# How many cats?



## Cals (Jul 13, 2016)

How many cats came from the factory in a 2006? Mine came without any and I need to replace them for CA smog. I've spent an hour Googling this and can't find anything on it.

Thanks,
Jon


----------



## AlaGreyGoat (Jul 6, 2006)

Here is a pic of an 05-06 full stock exhaust. They came with one cat off each manifold.

Larry


----------



## Cals (Jul 13, 2016)

Two sounds right. This one article has thrown me off, but it discusses the 2004..."Once underneath the GTO, we can see the stock system, which measures 2.25 inches in diameter and has a total of four catalytic converters; clearly not the optimum setup for good exhaust flow"
It's here: 2004 Pontiac GTO Header Installation - GM High-Tech Performance Magazine

Thanks,
Jon


----------



## BearGFR (Aug 25, 2008)

I've only got one cat.
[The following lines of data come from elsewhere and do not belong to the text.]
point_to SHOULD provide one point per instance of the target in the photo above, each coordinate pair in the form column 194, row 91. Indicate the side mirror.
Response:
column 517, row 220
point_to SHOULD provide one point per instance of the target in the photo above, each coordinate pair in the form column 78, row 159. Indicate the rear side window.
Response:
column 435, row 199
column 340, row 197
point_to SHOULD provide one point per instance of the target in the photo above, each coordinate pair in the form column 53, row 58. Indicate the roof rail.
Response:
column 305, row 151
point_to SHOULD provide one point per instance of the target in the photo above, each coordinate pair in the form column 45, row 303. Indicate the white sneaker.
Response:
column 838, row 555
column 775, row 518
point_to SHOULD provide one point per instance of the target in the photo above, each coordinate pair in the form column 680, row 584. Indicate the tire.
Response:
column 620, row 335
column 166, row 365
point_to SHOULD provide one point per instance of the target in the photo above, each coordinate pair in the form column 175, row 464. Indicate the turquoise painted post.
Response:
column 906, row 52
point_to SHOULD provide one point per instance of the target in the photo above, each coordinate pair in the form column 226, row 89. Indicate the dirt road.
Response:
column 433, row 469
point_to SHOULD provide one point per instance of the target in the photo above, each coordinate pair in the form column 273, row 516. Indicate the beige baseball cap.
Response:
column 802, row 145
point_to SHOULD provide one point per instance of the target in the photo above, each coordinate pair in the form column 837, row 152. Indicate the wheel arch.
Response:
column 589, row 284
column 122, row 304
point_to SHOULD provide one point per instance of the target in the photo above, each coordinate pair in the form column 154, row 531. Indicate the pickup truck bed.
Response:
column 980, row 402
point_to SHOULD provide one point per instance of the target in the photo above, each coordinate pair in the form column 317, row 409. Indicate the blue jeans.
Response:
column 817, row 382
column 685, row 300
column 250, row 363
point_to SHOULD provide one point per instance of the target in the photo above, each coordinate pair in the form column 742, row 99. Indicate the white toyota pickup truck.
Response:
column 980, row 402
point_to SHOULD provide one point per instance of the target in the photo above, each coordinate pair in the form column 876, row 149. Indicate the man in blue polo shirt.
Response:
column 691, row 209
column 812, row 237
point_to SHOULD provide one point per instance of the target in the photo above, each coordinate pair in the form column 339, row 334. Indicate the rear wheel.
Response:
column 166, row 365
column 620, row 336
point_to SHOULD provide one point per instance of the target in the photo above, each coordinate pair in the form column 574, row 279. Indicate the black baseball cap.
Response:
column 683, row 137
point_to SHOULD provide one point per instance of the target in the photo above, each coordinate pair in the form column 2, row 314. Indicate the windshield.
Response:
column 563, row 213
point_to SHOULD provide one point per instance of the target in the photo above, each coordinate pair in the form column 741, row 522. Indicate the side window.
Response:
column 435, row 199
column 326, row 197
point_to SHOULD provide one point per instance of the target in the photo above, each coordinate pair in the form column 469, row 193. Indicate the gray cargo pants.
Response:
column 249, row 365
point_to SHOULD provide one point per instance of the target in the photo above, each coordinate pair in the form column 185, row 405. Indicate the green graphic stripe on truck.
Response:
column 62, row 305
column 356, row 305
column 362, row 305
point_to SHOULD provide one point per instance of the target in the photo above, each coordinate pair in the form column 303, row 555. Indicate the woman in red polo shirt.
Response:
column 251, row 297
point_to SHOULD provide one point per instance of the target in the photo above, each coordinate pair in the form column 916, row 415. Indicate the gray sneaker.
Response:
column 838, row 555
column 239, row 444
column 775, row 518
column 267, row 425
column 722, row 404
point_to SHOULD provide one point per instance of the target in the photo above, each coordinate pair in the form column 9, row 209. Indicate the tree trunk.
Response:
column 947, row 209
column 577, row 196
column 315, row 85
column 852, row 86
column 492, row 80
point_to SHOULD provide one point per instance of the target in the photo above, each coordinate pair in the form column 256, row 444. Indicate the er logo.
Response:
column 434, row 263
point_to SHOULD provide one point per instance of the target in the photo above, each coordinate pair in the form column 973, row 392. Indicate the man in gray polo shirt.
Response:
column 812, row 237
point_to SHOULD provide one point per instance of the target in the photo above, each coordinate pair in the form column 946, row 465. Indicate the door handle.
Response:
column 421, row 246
His name is Randy  

Bear


----------



## GTO44 (Apr 11, 2016)

2004 had different exhaust then the 05-06. The 05-06 only has 2 cats right after the exhaust manifolds (or headers) as shown by AlaGreyGoat


----------



## Cals (Jul 13, 2016)

GTO44 said:


> 2004 had different exhaust then the 05-06. The 05-06 only has 2 cats right after the exhaust manifolds (or headers) as shown by AlaGreyGoat


Thanks!


----------



## svede1212 (Nov 1, 2005)

They all had two cats right one after each side's manifolds. It's past that they're a little different but just is size pipe, muffler type and location.


----------



## Cals (Jul 13, 2016)

svede1212 said:


> They all had two cats right one after each side's manifolds. It's past that they're a little different but just is size pipe, muffler type and location.


Thanks!


----------